Verse 32. The decree of Esther confirmed these matters] It was received by the Jews universally with all respect, and they bound themselves to abide by it.

The Vulgate gives a strange turn to this verse: Et omnia quæ libri hujus, qui vocatur Esther, historia continentur ; "And all things which are contained in the history of this book, which is called Esther."

The Targum says, And by the word of Esther all these things relative to Purim were confirmed; and the roll was transcribed in this book. The Syriac is the same as the Hebrew, and the Septuagint in this place not much different.

NOTES ON CHAPTER X. Verse 1. Laid a tribute upon the land] On the one hundred and twenty-seven provinces of which we have already heard.

The isles of the sea.] Probably the isles of the Egean sea, which were conquered by Darius Hystaspes. Calmet supposes that this Hystaspes is the Ahasuerus of Esther. Verse 2. The book of the Chronicles-of Media and Persia] The Persians have ever been remarkable for keeping exact chronicles of all public events. Their Tareekhs, which are compositions of this kind, are still very numerous, and indeed very important.

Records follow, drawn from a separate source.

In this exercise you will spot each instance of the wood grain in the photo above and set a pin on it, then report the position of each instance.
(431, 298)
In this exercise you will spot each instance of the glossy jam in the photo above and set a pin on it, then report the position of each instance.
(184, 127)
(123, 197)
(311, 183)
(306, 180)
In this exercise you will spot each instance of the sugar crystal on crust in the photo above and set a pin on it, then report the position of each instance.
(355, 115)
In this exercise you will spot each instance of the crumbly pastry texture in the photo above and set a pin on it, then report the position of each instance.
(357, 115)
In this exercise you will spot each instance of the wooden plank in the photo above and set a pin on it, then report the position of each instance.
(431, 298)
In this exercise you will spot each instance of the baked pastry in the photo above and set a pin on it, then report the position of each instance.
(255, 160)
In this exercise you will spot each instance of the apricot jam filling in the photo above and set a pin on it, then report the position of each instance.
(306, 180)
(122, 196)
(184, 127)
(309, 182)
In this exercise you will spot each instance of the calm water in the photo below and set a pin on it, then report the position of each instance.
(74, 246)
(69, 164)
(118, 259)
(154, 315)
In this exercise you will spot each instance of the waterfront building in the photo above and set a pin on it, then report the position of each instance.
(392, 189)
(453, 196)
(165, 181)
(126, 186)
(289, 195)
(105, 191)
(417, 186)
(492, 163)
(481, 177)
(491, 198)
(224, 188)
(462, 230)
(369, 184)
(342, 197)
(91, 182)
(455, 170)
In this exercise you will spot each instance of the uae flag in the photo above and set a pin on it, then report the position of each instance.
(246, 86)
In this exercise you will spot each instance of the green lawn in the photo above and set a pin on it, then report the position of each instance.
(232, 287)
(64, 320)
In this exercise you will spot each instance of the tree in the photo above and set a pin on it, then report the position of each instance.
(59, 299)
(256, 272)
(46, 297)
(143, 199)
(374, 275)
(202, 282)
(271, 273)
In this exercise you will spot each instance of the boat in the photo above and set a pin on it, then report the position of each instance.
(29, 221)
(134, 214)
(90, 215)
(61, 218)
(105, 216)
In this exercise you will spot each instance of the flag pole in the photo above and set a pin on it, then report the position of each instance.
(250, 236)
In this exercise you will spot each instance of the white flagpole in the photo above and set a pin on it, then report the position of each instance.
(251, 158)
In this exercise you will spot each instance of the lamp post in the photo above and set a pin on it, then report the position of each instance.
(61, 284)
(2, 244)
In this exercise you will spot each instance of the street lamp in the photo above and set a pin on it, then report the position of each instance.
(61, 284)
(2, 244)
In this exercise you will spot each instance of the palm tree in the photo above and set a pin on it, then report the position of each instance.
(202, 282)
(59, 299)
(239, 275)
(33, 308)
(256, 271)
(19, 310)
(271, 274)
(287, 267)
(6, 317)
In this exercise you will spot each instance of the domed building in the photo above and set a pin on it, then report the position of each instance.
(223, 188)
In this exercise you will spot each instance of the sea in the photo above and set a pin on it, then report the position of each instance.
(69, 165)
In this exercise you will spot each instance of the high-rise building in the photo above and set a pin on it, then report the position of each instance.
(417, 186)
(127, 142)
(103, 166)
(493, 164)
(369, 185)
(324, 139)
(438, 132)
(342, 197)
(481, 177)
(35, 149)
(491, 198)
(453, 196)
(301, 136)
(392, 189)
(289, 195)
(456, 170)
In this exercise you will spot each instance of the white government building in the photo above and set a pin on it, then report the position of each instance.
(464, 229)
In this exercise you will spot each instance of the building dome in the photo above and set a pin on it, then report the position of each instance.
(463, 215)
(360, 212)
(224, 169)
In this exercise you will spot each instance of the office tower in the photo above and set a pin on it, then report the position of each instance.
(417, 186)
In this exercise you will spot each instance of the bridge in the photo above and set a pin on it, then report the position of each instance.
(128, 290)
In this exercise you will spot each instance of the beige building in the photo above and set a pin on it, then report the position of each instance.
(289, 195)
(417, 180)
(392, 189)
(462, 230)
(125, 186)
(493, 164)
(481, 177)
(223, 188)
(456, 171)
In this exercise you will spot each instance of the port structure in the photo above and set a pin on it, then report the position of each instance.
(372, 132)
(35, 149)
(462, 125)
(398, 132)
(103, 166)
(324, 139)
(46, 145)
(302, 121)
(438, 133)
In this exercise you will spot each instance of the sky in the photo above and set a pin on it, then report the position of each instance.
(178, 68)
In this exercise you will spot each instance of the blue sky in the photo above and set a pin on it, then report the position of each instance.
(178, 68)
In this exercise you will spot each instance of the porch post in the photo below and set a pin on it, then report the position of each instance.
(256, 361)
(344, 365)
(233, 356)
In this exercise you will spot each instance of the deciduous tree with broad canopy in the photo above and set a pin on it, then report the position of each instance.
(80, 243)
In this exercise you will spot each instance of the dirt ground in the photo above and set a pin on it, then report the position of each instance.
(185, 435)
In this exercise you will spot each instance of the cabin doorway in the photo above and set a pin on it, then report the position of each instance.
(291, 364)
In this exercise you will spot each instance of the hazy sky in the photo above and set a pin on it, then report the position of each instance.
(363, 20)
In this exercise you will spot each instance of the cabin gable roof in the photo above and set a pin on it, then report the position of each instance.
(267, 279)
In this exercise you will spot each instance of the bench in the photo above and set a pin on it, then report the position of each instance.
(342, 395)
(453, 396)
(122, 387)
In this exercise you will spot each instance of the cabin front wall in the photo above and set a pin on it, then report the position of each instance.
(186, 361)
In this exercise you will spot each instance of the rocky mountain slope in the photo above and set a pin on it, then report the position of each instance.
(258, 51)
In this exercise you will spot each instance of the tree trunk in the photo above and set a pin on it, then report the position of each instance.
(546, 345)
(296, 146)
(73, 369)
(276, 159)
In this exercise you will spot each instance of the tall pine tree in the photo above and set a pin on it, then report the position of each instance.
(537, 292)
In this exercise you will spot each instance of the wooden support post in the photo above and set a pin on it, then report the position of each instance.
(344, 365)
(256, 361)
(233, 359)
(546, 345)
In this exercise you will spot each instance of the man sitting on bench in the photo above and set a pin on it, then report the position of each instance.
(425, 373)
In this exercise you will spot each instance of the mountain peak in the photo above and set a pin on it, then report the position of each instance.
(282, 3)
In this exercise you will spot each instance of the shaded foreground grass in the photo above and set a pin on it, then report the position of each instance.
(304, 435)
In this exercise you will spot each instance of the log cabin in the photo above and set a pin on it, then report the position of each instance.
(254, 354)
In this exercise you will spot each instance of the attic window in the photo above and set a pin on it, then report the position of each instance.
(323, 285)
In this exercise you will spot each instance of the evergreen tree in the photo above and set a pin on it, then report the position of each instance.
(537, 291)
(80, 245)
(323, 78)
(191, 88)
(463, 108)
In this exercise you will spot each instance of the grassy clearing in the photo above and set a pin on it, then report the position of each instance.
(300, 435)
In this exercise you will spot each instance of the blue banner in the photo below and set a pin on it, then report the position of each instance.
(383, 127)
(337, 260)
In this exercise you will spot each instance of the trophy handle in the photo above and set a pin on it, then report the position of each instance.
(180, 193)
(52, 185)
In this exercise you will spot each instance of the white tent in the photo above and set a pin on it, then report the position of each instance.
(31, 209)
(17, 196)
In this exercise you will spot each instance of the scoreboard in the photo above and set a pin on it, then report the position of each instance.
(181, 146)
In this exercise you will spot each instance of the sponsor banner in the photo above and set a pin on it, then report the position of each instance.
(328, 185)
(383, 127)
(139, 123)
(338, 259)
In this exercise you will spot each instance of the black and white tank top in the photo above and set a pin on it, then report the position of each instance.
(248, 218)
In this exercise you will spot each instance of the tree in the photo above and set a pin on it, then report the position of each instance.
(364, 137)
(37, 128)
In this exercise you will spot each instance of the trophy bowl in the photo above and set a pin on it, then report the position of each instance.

Verse 3. Was next unto King Ahasuerus] He was his prime minister; and, under him, was the governor of the whole empire.

The Targum is extravagant in its encomiums upon Mordecai: "All the kings of the earth feared and trembled before him he was as resplendent as the evening star among the stars; and was as bright as Aurora beaming forth in the morning; and he was chief of the Jews." Seeking the wealth of his people] Studying to promote the Jewish interest to the utmost of his power.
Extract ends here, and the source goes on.